In the back-up feature to last week's Detective Comics #8, written by Tony S. Daniel and illsutrated by Szymon Kudranski, Harvey Dent, aka Two-Face, appropriately adopts both sides of the recent philosophical and psychological debate over character traits.
First, Harvey shows us the situationist position:
Situationists such as John M. Doris, author of Lack of Character: Personality and Moral Behavior, argue that people do not have general character traits like honesty and courage, but rather that their moral behavior depends very strongly on the circumstances of any particular situaiton. This work is based on psychological research showing that, for instance, people are much more likely to help a stranger after finding a coin in a phone booth (or other seemingly irrelevant and trivial cues).

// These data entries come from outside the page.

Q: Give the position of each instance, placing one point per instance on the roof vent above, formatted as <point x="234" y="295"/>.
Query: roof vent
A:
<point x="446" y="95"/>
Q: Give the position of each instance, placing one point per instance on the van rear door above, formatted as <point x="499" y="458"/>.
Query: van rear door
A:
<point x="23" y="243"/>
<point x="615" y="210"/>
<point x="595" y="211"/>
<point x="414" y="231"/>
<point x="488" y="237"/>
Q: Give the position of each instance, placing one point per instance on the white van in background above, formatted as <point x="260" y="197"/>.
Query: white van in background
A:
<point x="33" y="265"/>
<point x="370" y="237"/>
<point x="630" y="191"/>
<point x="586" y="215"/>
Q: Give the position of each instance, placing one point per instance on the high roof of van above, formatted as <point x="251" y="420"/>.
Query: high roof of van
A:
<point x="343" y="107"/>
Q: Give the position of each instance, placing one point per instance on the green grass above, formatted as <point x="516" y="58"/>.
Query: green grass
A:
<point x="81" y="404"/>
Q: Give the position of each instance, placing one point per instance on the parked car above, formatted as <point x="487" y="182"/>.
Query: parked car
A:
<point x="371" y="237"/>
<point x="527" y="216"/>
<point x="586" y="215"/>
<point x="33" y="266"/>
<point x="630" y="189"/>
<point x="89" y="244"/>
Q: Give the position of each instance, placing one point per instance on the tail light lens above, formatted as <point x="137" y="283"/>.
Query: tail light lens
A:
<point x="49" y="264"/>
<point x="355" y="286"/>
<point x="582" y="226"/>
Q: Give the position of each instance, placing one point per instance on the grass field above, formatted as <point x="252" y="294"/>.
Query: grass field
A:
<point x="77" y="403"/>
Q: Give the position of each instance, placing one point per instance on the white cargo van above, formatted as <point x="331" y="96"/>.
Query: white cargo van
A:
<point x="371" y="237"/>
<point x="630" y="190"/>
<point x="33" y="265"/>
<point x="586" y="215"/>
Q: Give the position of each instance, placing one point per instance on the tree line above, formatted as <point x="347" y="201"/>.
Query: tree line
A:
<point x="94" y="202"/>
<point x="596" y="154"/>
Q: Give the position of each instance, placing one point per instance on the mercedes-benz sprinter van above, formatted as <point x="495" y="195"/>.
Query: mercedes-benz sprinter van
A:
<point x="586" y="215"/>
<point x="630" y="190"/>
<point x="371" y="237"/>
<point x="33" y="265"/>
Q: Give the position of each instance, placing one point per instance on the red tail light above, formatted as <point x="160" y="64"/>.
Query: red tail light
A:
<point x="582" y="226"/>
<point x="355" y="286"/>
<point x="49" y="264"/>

This is widely seen as a criticism of virtue ethics, which claims that people do have robust character traits or dispositions that correspond to the virtues. Luckily for us, Two-Face also represents this position:
Virtue ethicists respond to the situationist critique in a number of ways. For instance, they argue that they never claimed that character traits and action were correlated precisely, so there is no problem with observing some situational variation in behavior. Also, they argue that the experiments don't show that circumstances change any particular person's behavior; they simply separate those with robust character traits from those without. (Showing his own professional virtue, Doris lists much of his critics' work here; Gopal Sreenivasan's "Errors about Errors: Virtue Theory and Trait Attribution" is particularly good.)